Solutions such as Global ECR are also extremely time-efficient from a corporate treasury perspective because they are automatically applied to offset bank service fees. No active intervention by treasury staff is required, thereby saving time and resources. Using transactional accounts in conjunction with a solution such as Global ECR delivers the transparency treasurers need to manage cash efficiently. This is because balance and transaction information, along with fee details, are available on-demand and included in monthly account analysis statements. This in turn facilitates accurate forecasting of short-term cash, which is a major challenge for many treasuries.
Therefore, operating balances in jurisdictions where it would otherwise be impossible to extract surplus funds, are ideally suited to solutions such as Global ECR and allows corporates to unlock the maximum value from operating relationships.
Figure 1: Illustrates the benefits2 of J.P. Morgan's Global ECR
Liquidity Management Account (LMA)
A related solution that also facilitates this unlocking of value is LMA, which allows clients to receive an enhanced rate of return on their operating cash balances. LMA pays increased rates for balances that are stable in the account, thereby allowing clients to enjoy same day liquidity and yet also receive enhanced rates for these balances.
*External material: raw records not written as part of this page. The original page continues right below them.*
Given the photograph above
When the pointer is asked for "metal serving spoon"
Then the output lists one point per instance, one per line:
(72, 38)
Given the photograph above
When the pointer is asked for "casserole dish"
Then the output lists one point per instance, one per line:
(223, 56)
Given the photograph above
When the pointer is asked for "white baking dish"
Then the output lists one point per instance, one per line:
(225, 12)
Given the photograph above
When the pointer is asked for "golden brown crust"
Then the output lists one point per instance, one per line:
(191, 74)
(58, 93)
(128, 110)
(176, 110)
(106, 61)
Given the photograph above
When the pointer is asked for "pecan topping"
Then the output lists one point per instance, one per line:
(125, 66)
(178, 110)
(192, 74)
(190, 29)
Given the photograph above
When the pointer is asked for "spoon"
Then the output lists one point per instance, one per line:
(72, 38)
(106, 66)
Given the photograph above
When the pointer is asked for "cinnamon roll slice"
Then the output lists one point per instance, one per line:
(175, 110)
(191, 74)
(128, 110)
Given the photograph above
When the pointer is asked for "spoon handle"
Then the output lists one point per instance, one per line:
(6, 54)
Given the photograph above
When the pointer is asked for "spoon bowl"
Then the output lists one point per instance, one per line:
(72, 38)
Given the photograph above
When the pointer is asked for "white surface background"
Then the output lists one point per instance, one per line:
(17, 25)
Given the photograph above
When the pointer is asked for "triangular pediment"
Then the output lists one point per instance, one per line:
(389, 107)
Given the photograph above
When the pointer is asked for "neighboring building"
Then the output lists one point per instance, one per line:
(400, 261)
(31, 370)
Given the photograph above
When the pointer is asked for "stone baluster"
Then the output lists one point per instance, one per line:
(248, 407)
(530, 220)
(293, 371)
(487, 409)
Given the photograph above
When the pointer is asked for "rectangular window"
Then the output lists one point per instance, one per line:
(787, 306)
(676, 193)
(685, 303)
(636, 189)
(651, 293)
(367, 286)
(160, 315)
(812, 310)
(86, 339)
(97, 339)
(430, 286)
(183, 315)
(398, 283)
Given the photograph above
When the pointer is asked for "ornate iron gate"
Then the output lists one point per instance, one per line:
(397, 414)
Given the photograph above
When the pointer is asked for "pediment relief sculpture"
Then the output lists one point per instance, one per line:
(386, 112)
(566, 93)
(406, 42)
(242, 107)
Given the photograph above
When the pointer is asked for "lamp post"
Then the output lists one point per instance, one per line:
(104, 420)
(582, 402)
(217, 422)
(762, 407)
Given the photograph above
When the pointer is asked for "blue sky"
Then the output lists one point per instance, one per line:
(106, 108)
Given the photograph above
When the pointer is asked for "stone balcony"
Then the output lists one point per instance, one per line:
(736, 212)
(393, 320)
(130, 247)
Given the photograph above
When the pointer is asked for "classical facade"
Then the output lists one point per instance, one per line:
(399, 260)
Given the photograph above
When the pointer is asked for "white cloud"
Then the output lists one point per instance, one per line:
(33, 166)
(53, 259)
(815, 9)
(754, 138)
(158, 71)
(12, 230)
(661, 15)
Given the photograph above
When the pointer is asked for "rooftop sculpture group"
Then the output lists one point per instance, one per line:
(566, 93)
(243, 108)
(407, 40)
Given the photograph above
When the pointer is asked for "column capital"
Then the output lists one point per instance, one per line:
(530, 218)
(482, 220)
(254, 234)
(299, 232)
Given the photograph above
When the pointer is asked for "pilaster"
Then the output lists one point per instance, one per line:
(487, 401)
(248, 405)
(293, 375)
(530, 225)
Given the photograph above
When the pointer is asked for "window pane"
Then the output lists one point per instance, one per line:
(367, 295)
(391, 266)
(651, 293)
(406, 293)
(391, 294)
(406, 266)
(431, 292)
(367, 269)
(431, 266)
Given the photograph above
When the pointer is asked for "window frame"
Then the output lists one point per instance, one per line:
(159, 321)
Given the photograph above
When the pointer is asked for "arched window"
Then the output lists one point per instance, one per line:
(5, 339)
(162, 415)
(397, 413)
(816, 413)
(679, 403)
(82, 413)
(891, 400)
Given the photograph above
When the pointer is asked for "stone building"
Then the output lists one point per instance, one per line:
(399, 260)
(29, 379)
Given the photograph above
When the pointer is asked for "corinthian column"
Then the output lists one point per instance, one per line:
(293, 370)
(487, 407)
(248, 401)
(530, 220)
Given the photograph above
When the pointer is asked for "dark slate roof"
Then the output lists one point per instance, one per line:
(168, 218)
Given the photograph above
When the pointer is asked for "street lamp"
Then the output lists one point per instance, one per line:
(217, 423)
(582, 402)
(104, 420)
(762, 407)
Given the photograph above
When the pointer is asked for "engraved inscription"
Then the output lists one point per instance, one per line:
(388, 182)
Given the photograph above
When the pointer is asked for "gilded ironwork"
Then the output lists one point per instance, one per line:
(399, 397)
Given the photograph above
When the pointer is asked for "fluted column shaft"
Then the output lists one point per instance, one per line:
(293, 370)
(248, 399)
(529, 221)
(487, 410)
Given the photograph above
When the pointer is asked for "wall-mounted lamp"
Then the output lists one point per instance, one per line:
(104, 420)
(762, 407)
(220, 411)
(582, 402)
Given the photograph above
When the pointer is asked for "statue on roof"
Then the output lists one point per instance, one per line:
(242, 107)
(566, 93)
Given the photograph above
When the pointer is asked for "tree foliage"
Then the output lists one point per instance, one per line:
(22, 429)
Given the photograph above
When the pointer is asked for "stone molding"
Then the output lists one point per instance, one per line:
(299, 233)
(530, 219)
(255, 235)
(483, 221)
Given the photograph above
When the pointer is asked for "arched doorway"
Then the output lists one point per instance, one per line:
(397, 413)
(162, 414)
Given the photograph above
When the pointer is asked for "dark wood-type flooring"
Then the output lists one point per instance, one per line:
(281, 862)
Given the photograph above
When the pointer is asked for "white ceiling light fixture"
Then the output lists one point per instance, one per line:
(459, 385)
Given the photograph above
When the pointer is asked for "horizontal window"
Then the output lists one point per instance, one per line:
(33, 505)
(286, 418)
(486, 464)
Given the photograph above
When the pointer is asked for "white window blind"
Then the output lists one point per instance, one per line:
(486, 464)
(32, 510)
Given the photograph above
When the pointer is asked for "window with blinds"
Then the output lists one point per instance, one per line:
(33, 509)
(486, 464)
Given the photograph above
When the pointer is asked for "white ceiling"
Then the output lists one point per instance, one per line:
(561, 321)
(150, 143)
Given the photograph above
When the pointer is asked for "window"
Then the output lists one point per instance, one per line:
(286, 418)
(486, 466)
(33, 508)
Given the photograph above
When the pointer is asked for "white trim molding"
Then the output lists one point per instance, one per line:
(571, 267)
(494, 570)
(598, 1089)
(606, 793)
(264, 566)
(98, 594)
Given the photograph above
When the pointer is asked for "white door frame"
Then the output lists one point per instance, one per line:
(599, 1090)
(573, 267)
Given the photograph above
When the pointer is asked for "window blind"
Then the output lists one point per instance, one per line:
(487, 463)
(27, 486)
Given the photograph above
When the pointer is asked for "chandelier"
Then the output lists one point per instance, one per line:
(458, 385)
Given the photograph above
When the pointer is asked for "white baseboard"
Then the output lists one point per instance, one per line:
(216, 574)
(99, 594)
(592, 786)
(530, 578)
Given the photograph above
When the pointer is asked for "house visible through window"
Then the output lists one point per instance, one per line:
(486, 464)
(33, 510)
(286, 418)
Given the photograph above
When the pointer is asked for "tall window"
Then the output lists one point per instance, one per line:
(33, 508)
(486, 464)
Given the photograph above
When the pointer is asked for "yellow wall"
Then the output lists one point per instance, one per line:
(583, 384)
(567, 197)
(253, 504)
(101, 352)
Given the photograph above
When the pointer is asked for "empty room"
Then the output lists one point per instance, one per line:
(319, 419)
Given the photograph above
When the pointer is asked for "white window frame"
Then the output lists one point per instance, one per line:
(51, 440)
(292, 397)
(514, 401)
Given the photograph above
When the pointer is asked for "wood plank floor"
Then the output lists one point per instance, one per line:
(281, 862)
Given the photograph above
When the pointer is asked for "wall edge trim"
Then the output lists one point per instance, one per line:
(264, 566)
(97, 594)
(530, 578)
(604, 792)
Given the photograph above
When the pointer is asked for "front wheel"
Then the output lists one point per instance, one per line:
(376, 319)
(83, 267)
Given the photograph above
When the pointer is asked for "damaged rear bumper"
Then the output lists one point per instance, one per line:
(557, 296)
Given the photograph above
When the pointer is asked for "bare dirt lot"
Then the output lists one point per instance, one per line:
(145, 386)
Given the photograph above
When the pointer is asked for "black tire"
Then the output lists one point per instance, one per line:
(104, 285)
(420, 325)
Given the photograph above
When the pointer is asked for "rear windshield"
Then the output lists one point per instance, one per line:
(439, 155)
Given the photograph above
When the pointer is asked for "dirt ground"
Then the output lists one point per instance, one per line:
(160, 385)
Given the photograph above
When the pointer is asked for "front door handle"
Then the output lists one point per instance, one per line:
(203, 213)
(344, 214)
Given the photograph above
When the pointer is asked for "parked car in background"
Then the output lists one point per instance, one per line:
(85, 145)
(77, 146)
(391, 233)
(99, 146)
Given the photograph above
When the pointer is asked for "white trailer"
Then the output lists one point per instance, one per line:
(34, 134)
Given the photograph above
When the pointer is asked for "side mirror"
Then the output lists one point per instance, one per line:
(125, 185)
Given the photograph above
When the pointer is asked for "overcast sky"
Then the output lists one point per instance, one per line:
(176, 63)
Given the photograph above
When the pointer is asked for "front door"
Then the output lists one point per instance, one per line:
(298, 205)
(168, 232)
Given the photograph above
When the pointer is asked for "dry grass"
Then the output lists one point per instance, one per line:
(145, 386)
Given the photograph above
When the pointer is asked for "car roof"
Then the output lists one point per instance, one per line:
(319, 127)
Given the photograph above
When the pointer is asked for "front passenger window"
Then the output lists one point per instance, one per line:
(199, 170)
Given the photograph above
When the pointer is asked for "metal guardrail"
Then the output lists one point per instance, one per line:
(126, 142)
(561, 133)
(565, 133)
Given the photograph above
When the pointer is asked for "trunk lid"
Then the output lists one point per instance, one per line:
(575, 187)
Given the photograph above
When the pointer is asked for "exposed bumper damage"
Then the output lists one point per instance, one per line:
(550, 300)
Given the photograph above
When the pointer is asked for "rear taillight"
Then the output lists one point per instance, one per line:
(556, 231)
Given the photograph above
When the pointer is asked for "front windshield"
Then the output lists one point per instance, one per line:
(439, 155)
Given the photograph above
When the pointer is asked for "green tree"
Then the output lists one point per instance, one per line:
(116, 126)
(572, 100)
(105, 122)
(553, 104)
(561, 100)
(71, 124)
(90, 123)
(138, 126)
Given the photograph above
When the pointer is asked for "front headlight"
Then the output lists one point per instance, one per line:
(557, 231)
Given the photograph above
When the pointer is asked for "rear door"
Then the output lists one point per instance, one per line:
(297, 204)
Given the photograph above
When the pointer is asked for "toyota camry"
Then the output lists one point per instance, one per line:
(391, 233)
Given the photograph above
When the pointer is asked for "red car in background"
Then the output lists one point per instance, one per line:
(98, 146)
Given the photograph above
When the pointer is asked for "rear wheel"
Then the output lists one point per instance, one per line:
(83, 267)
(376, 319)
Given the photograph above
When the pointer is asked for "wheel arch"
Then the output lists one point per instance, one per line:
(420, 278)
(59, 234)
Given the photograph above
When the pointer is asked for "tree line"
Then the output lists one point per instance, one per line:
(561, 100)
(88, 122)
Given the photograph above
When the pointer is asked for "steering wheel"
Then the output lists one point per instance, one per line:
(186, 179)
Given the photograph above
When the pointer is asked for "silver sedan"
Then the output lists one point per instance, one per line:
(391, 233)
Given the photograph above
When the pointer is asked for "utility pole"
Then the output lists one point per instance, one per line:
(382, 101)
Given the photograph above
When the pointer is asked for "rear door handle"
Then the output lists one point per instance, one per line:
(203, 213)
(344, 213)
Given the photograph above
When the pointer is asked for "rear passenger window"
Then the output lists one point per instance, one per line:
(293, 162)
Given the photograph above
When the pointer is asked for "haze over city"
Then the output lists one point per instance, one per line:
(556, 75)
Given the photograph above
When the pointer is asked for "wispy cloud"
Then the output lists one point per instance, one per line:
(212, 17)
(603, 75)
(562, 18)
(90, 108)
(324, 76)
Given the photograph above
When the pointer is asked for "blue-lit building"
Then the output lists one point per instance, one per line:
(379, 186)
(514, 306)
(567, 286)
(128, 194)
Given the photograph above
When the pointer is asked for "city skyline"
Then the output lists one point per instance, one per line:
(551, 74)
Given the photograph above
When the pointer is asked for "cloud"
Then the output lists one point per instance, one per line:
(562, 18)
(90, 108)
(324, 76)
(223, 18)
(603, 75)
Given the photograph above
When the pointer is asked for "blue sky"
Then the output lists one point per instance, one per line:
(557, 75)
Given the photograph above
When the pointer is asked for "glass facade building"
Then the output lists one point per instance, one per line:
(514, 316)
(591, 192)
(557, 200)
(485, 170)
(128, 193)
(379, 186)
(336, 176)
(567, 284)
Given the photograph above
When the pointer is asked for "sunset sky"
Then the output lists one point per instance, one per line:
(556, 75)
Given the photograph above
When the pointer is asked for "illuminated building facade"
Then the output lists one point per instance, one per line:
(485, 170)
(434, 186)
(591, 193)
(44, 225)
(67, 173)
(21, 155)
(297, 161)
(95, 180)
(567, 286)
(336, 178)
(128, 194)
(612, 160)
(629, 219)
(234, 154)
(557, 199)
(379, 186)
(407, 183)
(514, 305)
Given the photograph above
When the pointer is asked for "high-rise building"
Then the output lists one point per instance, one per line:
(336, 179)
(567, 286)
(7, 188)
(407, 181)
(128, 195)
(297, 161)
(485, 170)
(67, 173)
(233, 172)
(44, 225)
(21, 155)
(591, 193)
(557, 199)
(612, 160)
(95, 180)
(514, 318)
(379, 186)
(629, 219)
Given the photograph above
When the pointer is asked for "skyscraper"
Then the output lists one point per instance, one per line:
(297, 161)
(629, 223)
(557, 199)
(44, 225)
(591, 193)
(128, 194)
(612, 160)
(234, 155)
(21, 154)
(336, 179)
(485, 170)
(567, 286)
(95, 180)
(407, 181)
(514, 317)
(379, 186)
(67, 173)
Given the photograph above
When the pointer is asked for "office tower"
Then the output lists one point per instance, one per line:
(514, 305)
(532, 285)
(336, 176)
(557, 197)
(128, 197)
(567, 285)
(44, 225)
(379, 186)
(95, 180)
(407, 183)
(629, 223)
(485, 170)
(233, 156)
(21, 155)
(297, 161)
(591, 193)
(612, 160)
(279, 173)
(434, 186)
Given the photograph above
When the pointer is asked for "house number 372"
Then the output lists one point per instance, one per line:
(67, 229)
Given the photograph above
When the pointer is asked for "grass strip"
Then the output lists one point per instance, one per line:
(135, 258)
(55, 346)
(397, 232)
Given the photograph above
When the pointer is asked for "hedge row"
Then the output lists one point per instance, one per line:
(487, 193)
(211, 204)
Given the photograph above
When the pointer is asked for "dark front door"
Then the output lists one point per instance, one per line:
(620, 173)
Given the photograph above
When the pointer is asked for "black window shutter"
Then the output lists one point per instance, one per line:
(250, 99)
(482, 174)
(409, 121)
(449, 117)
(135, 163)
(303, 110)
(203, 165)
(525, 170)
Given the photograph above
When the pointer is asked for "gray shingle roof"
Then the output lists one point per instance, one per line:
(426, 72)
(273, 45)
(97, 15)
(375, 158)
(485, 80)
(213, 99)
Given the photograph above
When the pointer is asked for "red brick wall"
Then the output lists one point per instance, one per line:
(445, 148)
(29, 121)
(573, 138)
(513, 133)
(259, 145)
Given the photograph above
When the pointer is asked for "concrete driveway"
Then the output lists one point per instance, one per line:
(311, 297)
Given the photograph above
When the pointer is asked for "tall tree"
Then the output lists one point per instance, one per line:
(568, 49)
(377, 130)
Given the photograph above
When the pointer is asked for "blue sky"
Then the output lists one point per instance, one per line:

This approach confers multiple benefits. Like short-term cash flow management, cash forecasting is greatly simplified, because cash remains accessible in the operating account and is not subject to a term period lock-in and potential breakage fees, as it would with a conventional term deposit. It is also workflow-efficient, as there are no complex laddering or layering strategies for treasury to manage (balances are valued automatically), so the workload of analysing, executing and reconciling short-term investments is eliminated, as is the need for additional accounts.
The current low interest rate environment is imposing considerable pressure on treasuries to achieve tough yield targets. A LMA can add considerable value here - the intrinsic term value embedded in operating cash is automatically calculated and the appropriate enhanced yield applied. Furthermore, using operating liquidity intraday does not impact yield, since term value is calculated on end-of-day balances. Balances are always 100% invested and even if they are volatile, the appropriate effective term value is always recognised and delivered.
Corporates can achieve a significant degree of self-funding, even in a relatively challenging environment. The motivation to do so is certainly present in the form of Basel III, in addition to more general pressures, such as the scrutiny of cost and efficiency metrics by investors. Furthermore, as Asian corporations continue to expand geographically, the pressure to self-fund will only become more acute.
By combining conventional cash concentration techniques like physical and notional pooling, with new innovative products and solutions like Global ECR and LMA, corporates can look to better optimise their liquidity globally.